Well, that would certainly depend on the circumstances, especially because that is something really personal and this sick person has the right to privacy.
However, Kelly Smith-Miller of Arnold, Missouri, decided to post her son’s photo in the ICU as well as share the reason why he’s there: overdose of heroin and Xanax.
Her reason for sharing his story is quite admirable because she wants this experience to serve as warning to other drug addicts so they could seek help now, before it is too late.
In a post on Facebook, Kelly explained how her son, 18-year-old Brayden Travis had struggled with addiction since he was 15.
It began with marijuana and soon upgraded to heroin and Xanax.
During one particular session, he used a deadly cocktail of heroin and Xanax, causing him to collapse.
Possibly afraid of the consequences, the people with him did not report the incident to the authorities; thus, it took over 7 hours before he was rescued.
For being unconscious that long and because of the deadly drug combination, Brayden went on a coma and spent weeks in ICU.
Still, this was good news for Kelly as the doctors had told her Brayden might not last for a day because of his grave condition.
The doctors are not sure why Brayden’s condition stabilized, especially because his heart function was reduced to 10-20% while his kidneys and lungs had both failed.
There was also severe damage to his brain, particularly in the hippocampus and cerebellum.
Moreover, he suffered a stroke and developed pneumonia.

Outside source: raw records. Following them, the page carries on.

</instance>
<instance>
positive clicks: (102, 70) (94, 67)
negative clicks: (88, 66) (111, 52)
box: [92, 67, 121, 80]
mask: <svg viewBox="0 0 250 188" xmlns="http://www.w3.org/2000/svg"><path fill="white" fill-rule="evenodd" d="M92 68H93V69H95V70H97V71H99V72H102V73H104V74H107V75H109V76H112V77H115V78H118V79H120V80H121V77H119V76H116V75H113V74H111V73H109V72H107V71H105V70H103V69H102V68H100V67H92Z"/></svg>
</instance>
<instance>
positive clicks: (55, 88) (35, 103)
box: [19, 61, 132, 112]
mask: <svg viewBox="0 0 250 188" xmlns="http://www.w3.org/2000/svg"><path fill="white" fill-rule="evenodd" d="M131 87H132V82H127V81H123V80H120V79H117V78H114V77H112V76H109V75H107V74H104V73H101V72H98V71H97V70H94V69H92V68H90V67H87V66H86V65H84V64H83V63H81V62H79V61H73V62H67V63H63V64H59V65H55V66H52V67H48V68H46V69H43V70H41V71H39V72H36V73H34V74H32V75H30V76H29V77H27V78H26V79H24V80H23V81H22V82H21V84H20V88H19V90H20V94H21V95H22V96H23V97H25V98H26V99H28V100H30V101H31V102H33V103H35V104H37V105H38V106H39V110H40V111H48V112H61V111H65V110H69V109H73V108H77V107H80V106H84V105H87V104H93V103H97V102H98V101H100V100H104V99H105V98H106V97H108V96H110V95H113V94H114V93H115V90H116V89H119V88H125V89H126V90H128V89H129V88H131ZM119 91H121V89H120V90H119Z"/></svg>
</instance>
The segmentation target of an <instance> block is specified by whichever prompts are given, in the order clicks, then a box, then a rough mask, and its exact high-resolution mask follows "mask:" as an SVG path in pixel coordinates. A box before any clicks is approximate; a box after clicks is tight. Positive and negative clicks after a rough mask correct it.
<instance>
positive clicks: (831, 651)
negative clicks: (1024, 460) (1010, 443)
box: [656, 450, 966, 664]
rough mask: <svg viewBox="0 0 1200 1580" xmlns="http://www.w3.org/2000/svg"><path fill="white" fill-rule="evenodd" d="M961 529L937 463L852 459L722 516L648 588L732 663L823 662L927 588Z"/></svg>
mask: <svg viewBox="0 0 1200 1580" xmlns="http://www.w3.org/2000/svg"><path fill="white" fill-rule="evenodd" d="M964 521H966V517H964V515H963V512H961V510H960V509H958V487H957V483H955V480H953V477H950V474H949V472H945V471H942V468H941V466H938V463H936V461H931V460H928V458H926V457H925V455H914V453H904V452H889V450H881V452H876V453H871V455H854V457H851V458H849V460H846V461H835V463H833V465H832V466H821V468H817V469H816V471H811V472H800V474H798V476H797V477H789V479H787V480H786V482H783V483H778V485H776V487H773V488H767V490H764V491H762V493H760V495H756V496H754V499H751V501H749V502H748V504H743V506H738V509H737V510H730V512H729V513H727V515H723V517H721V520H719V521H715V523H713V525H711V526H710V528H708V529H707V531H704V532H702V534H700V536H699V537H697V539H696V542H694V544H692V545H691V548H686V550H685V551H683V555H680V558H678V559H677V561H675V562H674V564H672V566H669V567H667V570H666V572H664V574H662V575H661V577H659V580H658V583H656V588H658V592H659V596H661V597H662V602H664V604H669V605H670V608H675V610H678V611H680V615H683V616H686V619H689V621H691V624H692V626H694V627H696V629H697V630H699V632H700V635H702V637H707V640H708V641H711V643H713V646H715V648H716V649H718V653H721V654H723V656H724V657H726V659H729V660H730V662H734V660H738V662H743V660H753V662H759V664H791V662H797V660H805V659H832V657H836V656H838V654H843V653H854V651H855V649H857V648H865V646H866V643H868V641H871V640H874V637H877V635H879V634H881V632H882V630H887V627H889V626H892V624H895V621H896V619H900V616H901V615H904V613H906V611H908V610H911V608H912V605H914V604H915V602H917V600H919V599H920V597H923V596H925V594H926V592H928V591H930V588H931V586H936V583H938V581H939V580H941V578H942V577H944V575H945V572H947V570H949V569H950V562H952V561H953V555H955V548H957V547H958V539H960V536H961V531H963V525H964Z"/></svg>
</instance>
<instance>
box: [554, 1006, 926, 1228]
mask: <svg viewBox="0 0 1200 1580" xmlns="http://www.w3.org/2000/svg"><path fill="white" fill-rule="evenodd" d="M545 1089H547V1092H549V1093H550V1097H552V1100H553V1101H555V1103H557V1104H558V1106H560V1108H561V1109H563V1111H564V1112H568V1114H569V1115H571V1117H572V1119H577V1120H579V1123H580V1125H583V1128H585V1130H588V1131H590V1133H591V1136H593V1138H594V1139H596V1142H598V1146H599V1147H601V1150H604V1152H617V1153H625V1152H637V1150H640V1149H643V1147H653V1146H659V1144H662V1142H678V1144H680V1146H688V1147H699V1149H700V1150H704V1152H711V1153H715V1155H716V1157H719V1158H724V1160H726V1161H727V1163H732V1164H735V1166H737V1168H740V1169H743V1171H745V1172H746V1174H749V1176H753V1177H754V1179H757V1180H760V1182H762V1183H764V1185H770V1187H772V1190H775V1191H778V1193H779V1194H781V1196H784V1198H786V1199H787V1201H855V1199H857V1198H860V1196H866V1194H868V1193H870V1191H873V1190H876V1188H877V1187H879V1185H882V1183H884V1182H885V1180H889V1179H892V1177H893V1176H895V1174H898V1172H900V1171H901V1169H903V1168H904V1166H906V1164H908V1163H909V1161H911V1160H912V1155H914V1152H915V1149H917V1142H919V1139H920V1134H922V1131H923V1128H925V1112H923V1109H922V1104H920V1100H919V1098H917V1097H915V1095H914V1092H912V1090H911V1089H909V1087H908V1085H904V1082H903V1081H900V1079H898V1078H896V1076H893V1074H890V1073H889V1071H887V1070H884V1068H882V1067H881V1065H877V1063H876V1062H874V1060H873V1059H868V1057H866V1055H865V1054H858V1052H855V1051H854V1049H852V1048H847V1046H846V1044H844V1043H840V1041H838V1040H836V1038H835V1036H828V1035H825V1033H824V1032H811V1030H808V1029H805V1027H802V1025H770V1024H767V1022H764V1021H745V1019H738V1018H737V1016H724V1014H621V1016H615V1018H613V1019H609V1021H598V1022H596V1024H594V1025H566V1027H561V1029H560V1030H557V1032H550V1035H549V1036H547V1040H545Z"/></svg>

Though Kelly was horrified of the thought that she might have to pull the plug on her son if his condition does not show signs of improvement, she decided to share her story to others.
As was expected, the story went viral, now with over 342,000 shares on Facebook.
Some people also shared their own addiction/overdose stories or thanked Kelly for the warning.
According to one of her latest updates, Brayden is now out of the ICU and moved to intermediate care.
His vital signs are stable and he was able to breathe on his own.
Certainly, the road to recovery will be a long and slow one for Brayden yet we’re hoping he could pull through.